Livre : « Retour à Brixton Beach» de Roma Tearne

Livre : Retour à Brixton Beach de Roma TearneUne saga à l’écriture fluide et colorée qui nous emmène du Sri Lanka à Londres à travers l’histoire d’une famille déchirée par la guerre civile et qui nous permet de découvrir l’histoire d’un pays méconnu.

Les premières  phrases : « Des policiers partout. De loin, c’est la première chose qu’il voit . Avant même d’entendre le bruit des sirènes, les hurlements. Avant même que l’équipe de la BBC n’apparaisse sur les lieux. Dans un va-et-vient austère, des vestes vert anis règlent la circulation, délimitent un périmètre au ruban bleu et blanc, canalisent les passants pour les éloigner. Voilà ce qu’il voit.. »

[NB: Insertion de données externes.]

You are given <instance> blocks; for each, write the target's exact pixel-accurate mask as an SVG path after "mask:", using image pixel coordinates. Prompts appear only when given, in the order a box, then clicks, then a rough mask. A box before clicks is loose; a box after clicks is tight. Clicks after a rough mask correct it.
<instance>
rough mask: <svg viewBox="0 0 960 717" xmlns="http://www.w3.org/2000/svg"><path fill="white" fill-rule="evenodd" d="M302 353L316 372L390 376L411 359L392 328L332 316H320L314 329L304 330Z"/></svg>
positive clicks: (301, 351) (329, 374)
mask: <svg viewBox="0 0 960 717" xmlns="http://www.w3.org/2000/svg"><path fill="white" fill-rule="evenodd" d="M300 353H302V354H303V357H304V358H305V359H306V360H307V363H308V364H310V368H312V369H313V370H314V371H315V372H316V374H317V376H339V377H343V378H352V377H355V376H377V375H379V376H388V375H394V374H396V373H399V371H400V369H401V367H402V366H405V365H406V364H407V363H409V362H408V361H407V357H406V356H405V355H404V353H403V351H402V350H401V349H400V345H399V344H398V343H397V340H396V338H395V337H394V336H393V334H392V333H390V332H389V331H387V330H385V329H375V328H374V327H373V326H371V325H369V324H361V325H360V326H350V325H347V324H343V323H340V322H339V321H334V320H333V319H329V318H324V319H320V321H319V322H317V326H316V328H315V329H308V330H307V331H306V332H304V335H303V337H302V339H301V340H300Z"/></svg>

Le Résumé de l’éditeur (Quatrième de couverture) : Ceylan, 1973. Alice, 9 ans, aime par-dessus tout être à Sea House, la maison de ses grands-parents, au bord de l’Océan, et marcher sur le sable blanc de Brixton Beach avec Bee, son grand-père. Et puis la guerre civile a éclaté, opposant les Tamouls aux Cinghalais. Les parents d’Alice, Stanley, Tamoul, et Sita, Cinghalaise, ont décidé qu’il était temps pour eux de quitter le paradis marin de la fillette et de se réfugier en Grande-Bretagne, loin de Bee, loin de Sea House. Dans un paysage froid et hostile, Alice tente de se reconstruire et fait de l’art le support de ses passions et l’horizon de son bonheur. Jusqu’à ce matin de juillet 2005, où la violence croise à nouveau son chemin… L’Auteur : Roma Tearne a fui le Sri Lanka avec sa famille à l’âge de dix ans pour s’installer en Grande-Bretagne. Après des études d’art à Oxford, elle est devenue une artiste reconnue. Elle dirige un cycle d’ateliers d’écriture à Oxford.

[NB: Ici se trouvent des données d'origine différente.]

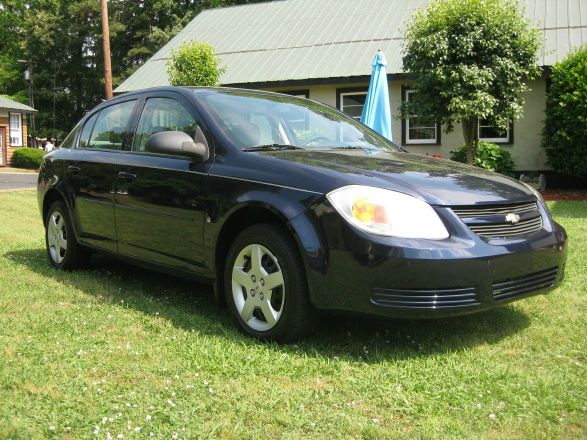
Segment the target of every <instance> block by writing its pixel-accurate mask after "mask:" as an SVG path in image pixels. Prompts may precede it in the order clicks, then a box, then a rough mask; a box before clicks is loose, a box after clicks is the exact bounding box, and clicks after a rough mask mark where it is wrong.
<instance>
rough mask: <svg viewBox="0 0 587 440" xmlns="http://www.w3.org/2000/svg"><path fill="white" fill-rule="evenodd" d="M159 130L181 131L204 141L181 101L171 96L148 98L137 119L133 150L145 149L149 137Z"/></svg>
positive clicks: (195, 123)
mask: <svg viewBox="0 0 587 440" xmlns="http://www.w3.org/2000/svg"><path fill="white" fill-rule="evenodd" d="M161 131H183V132H184V133H187V134H188V135H189V136H191V137H192V139H195V140H196V142H206V140H205V139H204V138H203V135H201V136H200V134H201V133H202V132H201V129H200V127H198V124H197V122H196V120H195V119H194V117H193V116H192V115H191V114H190V112H189V111H188V110H187V109H186V108H185V107H184V106H183V105H182V104H181V103H179V102H178V101H176V100H175V99H172V98H149V99H147V102H145V106H144V108H143V111H142V113H141V117H140V119H139V123H138V126H137V132H136V134H135V137H134V141H133V148H132V149H133V151H145V146H146V144H147V140H148V139H149V137H150V136H151V135H152V134H154V133H159V132H161ZM197 138H202V139H197Z"/></svg>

 Mon avis : C’est une saga pleine de couleurs, de sons et d’odeurs qui nous fait voyager dans un pays déchiré par une guerre civile qui ne dit pas son nom mais où persistent par endroits humanité, douceur et  tendresse.

On suit sans pathos l’histoire d’Alice exilée à 9 ans dans un Londres gris et hostile, celle de sa mère Sita tentant vainement de faire le deuil d’un enfant mort né faute de soins parce que cinghalaise, elle était mariée à un tamoul, et qui n’aura connu l’amour de sa vie que quelques jours.

Une grande partie du roman se passe au Sri Lanka –Ceylan à l’époque- chez les grands parents maternels d’Alice et le grand-père d’Alice, artiste, est le deuxième héros de cette histoire à travers son refus de la stigmatisation d’une partie de la population, sa tolérance, son ouverture d’esprit, sa générosité envers les opprimés et son amour pour sa petite fille qui le lui rend bien et à qui il transmettra sa passion de la peinture.
Quant aux chapitres londoniens, ils illustrent parfaitement les difficultés liées à l’immigration, le long chemin à parcourir pour se recréer une vie dans un pays où tout est différent.

On saute dans cette histoire à pieds joints, on a du mal à en ressortir et elle vous suit longtemps. Pourtant c’est noir, très noir même mais en même temps la couleur et la lumière sont partout : Rosa Tearne est peintre et sa façon de décrire les nuances de bleu et de vert est saisissante de réalité .

Infos pratiques : Paru chez Albin Michel en 2011 (506 pages – 23,3€) puis en Livre de Poche en 2013 (624 pages – 8,10 €).